Tensorflow 模型的保存和恢复

tensorflow中模型的保存和加载通过tf.train.Saver类实现,具体的保存的内容,保存频率,保存模型的数量等只要传入指定的参数就能实现。具体的保存使用到两个该类的方法,save 和 restore。
官方指南:https://www.tensorflow.org/guide/saved_model

1. tf.train.Saver类

Saver的构造函数:

__init__(
    var_list=None, # 想要保存或者恢复的变量,列表或者字典的形式,默认全保存
    reshape=False, 
    sharded=False,
    max_to_keep=5, # 指定最多保存多少个最新的模型(checkpoint文件)
    keep_checkpoint_every_n_hours=10000.0, #设定训练多久保存一次
    name=None,
    restore_sequentially=False,
    saver_def=None,
    builder=None,
    defer_build=False,
    allow_empty=False,
    write_version=tf.train.SaverDef.V2,
    pad_step_number=False,
    save_relative_paths=False,  #记录模型的相对路径
    filename=None # 保存文件名
)

更详细的参数参考官方的文件:https://www.tensorflow.org/api_docs/python/tf/train/Saver

在会话看开始之前创建一个实例:

# 不加参数时,默认保存所有变量
saver = tf.train.Saver()
# 列表或者字典的形式传入想要保存的变量
# saver = tf.train.Saver([v1])
# 可以指定想要保存的模型个数
# saver = tf.train.Saver(max_to_keep=4,)
# 指定训练过程的什么时候保存,如2小时保存一次
# saver = tf.train.Saver(keep_checkpoint_every_n_hours=2)

2. save()方法

使用类方法直接保存到指定目录, 下面看例子。
这个函数有8个参数:

save(
    sess, # 会话
    save_path, # 包含模型名字的绝对路径
    global_step=None, # 
    latest_filename=None, # 最新的检查点文件名,默认就是‘checkpoint’
    meta_graph_suffix='meta', # MetaGraphDef元图后缀,默认为“meta”
    write_meta_graph=True, # 是否保存元图数据
    write_state=True
)

该方法返回保存checkpoint的路径。
官方例子:

import tensorflow as tf

# Create some variables.
v1 = tf.get_variable(name="v1", shape=[3], initializer=tf.zeros_initializer)
v2 = tf.get_variable(name="v2", shape=[5], initializer=tf.zeros_initializer)

inc_v1 = v1.assign(v1+1)
dec_v2 = v2.assign(v2-1)

# Add an op to initialize the variables.
init_op = tf.global_variables_initializer()

# 不加参数时,默认保存所有变量
saver = tf.train.Saver()
# 列表或者字典的形式传入想要保存的变量
# saver = tf.train.Saver([v1])
# 可以指定想要保存的模型个数
# saver = tf.train.Saver(max_to_keep=4,)
# 指定训练过程的什么时候保存,如2小时保存一次
# saver = tf.train.Saver(keep_checkpoint_every_n_hours=2)

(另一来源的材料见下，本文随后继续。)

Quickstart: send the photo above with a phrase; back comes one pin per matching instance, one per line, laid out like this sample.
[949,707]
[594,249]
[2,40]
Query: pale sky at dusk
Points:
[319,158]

# launch the model, initialize the variables, do some work, and save the variables to disk.
with tf.Session() as sess:
  sess.run(init_op)
  # Do some work with the model.
  inc_v1.op.run()
  dec_v2.op.run()
  # 打印输出
  print(v1.eval())
  print(v2.eval())
  # Save the variables to disk.
  saver.save(sess, "./save_restore_model/my_test")  # 保存到当前目录下的save_restore_model文件夹,文件名为‘my_test.XXX’
  # save model every 1000 iterations
  # saver.save(sess, "test_save_restore_model", global_step=1000, write_meta_graph=False)

# 输出
[1. 1. 1.]
[-1. -1. -1. -1. -1.]

保存的结果
生成4个文件 checkpoint, my_test.data-00000-of-00001, my_test.index, my_test.meta.
Tensorflow 模型的保存和恢复_第1张图片

3. restore()方法

使用Saver的restore()方法直接从保存的文件中恢复变量的值。
restore方法只有两个参数: 恢复参数的会话、模型保存的路径。

restore(
    sess,
    save_path
)

在恢复原来的变量之前,我们需要新建与保存前一模一样的变量。比如上面的例子,有两个名为v1,v2的变量,

v1 = tf.get_variable(name="v1", shape=[3], initializer=tf.zeros_initializer)
v2 = tf.get_variable(name="v2", shape=[5], initializer=tf.zeros_initializer)

我们在恢复时,也要创建这样的两个变量:

v1 = tf.get_variable("v1", [3], initializer = tf.zeros_initializer)
v2 = tf.get_variable("v2", [5], initializer = tf.zeros_initializer)

官方例子:

import tensorflow as tf
tf.reset_default_graph()
# Create some variables.
v1 = tf.get_variable("v1", [3], initializer = tf.zeros_initializer)
v2 = tf.get_variable("v2", [5], initializer = tf.zeros_initializer)

# 恢复所有变量
saver = tf.train.Saver()
# 恢复变量v2
# saver = tf.train.Saver({"v2": v2})

# Use the saver object normally after that.
with tf.Session() as sess:
  # Initialize v1 since the saver will not.
  v1.initializer.run()
  saver.restore(sess, "./save_restore_model/my_test")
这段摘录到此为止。